Born as noble, he wanted to become a discoverer but got sacked out of school and then joined a cadet college. So he actually started his military career in the age of 12.

He served in the 91th Infantry Regiment in Oldenburg under Otto von Hindenburg, but was bored of his job and even played with the thought of joining into US american military service to fight in the spanish-american war. But because of his connections, he got the opportunity to serve within the german troops, who were send to China because of the boxer rebellion.

When he came back he was deployed to the grand general staff in Berlin, and started to learn japanese and analysed the japanese sphere of control in east asia. After that, he was deployed to tokio for 2 years to study the military facilities and after that as military attaché until the first world war breaked out.

He ain´t retired from service in 1930, he was dismissed out of the army because he was under suspicion of nationalsocialst procedures, of which he in fact, wasn´t involved. After that he joined the "Stahlhelm", a paramilitary-like Freikorps which were quite common at these desolate times in Germany but after the nazi´s started to gain political power, the Stahlhelm was integrated into the SA in 1934. Von Falkenhausen was against this step of integration and retired to join the german military mission in China. Between 1911 and 1941, Germany and China had some very close relations, which even peaked in an alliance between both with the results of the modernisation of the chinese industry and military (the Sino-German cooperation). He fought quite well with his troops against the japanese until 1938, when Joachim von Ribbentrop, the german foreign minister, forced him under menace of familial reprisals to return to Germany, because Hitler looked forward for Japan as an Ally in the anti-comintern pact. There were also some other famous germans acting at that time in China like John Rabe for example, who returned to germany after the nanjing massacre.


The article states that von Falkenhausen was sentenced to 12 years and then acquitted 3 weeks into fulfilling his sentence. If he was sentenced, he wasn't acquitted. The sentence was reversed or commuted.

Also, there is IIRC a semi-famous story that when he was released, von Falkenhausen left an angry note criticizing the Belgians for imprisoning him after he had done so much to try to save them from Nazi depredations. This seems like something worth including if it can be properly sourced. Airbornelawyer 07:09, 8 July 2007 (UTC)

The current version states that he was pardoned in 1955 after serving one third of his sentence. It's contrary to the other sources in the internet, which says that he was pardoned just three weeks after the sentence (same as the talk at the beginning of this section). Who changed the version to the current one and why? — Preceding unsigned comment added by (talk) 02:58, 28 January 2015 (UTC)
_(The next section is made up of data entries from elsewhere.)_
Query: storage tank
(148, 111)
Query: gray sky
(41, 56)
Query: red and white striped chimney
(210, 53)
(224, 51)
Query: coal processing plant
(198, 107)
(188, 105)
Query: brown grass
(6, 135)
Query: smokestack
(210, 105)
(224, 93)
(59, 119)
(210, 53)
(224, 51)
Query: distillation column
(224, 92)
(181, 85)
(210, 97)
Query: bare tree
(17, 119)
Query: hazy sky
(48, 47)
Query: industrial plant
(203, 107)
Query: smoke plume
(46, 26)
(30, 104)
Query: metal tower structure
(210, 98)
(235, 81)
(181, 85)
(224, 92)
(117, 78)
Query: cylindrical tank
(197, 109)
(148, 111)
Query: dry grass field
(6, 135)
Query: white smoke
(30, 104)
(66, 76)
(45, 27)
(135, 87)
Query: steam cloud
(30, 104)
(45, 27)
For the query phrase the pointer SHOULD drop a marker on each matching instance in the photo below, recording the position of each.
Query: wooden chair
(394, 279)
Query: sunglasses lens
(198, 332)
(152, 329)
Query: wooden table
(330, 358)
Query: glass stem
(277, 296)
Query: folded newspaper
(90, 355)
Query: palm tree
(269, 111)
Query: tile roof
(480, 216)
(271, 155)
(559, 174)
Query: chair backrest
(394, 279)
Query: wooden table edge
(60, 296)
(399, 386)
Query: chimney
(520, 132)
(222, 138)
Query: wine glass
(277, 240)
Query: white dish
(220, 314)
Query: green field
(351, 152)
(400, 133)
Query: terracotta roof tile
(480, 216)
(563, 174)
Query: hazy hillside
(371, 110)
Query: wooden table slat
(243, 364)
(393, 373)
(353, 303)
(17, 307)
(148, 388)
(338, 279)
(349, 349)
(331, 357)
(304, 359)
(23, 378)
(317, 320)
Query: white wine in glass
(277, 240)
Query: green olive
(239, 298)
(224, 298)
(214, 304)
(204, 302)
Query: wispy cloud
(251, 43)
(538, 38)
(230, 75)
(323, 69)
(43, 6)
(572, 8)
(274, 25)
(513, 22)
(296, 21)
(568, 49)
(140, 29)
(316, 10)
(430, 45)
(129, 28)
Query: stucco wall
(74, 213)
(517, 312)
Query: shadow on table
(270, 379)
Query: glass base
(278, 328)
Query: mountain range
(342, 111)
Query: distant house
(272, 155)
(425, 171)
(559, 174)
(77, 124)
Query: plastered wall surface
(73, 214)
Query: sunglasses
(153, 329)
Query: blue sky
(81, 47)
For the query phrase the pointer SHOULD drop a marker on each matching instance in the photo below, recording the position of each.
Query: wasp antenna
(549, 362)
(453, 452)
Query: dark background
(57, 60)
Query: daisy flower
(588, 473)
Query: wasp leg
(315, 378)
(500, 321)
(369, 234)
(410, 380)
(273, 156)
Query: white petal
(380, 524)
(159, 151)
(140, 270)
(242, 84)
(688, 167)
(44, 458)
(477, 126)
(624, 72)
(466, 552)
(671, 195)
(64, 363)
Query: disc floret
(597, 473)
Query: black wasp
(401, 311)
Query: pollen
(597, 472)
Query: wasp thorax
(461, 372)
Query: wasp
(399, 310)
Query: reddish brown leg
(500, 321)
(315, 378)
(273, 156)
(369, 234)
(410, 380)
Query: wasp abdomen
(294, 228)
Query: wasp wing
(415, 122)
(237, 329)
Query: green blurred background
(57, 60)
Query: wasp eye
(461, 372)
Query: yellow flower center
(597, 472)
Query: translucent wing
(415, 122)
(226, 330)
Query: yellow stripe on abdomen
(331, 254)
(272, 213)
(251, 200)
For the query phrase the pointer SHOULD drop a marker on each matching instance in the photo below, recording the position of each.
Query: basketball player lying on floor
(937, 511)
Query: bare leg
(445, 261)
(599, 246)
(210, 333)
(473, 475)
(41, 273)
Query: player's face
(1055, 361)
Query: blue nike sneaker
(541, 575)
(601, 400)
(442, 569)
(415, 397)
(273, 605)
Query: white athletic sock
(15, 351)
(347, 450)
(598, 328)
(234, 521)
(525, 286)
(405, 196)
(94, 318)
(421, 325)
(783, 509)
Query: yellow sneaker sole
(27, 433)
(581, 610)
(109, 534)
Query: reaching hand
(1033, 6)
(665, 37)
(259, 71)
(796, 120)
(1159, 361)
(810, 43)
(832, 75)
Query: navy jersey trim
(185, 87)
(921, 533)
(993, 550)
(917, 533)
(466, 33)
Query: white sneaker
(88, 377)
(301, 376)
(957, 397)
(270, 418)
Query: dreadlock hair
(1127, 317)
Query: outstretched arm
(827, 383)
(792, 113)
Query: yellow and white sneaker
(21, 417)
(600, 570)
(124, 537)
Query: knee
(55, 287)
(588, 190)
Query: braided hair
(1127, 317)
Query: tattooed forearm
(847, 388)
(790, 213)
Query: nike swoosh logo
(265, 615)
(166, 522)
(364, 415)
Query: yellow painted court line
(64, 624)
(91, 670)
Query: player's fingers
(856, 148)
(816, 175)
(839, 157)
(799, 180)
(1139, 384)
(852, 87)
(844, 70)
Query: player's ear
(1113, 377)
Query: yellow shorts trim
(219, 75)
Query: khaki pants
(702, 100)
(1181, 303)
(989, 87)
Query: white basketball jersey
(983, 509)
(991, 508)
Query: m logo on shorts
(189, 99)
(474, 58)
This article on his co accused says that Reeder was pardoned in July 1951 after only 3 weeks, but this article on von Falkenhausen says they were pardoned in 1955 after one third of their 12 year sentence. 1951 or 1955 ? — Preceding unsigned comment added by (talk) 09:17, 23 April 2015 (UTC)

Any relation to the BMW racing driver and engineer?[edit]

The article states that General Alexander von Falkenhausen was married twice and neither wife bore him any children.

I assume, therefore, that the Alexander von Falkenhausen who raced motorcycles and automobiles and who worked as an engineer for BMW from 1934 to 1945 and again from 1954 to 1976, would be a cousin or nephew of his. How likely would it be to have two unrelated von Falkenhausen noble families?